The view that met him confirmed his thought and he averted his eyes. One of his teammates, Chris Anit, stood before him. She waited outside the doors, stretching; dressed in only a tanned leather skirt and vest ensemble straight out of her Chamalad tribal village. He had mixed feelings about the current dress allowed on station and wasn’t sure if it would be a relief or not when everyone started wearing uniforms again. He hadn’t seen so much exposed skin on a woman outside of a bedroom in some time. “Anit, how are you doing?” he asked.
“Are you blushing?” she asked as she continued stretchin
g.
Blazer did his best not to stare at the raven-haired warrior woman. He chose to focus his attention instead on the crimson streak that ran through the middle of her braided mane.
“Sorry, you caught me by surprise. I didn’t expect to see anyone else out right now.”
Chris regarded him with a cool gaze. Blazer returned the look. It was the only look she’d given anyone on the team all cycle--closed off and emotionless. “I take a run every dawn before breakfast and then again before I crash out. I’ve been doing it for a long time. Care to join me?”
“Sure,” Blazer replied and looked back out across the grounds of the academy. “Let’s go.”
He took off at a brisk pace with the soil of the path crunching beneath his feet as they headed away from the dorm. After only a hundred metra, however, he could feel his muscles tensing. He’d pushed them too far this cycle. Looking over at Chris, he saw that she didn’t seem to have any problems. He envied that, does she have some self-healer in her?
“I’ll blend with the trees and you’ll never find me if you keep staring,” Chris sneered. To emphasize her point, her shoulder shifted color to match the trees beside her.
“Sorry, didn’t mean to stare,” he replied. She’s not bluffing either. “I’m just admiring that you can go running too.
“So what’s your impression of the Blade Force so far?” Blazer asked using the moniker their team leader, an ex-chief named Seri, had come up with for them. He liked the power and meaning behind the name.

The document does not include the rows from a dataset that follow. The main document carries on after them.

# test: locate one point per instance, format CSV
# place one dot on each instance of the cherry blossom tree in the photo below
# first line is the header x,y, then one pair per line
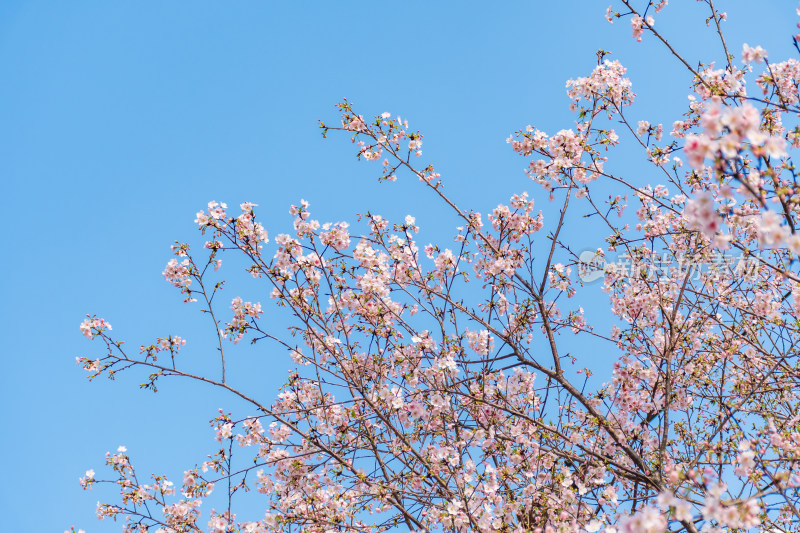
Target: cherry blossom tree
x,y
438,387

Chris shrugged as she considered the question. “I haven’t seen any of you near enough to get a real read. I served with Seri on the Trib-Kibal and she was a Sheol of a squad leader there. We’re lucky to have her.”
Blazer nodded. Interesting, didn’t realize that.
“She’s the one who let me keep my hair so long too. She respected my heritage.”
Blazer looked at her hair. She wore it in two tails with the longer red streak running nearly to her tight rear while the rest of her stygian locks lay in a braid beneath it.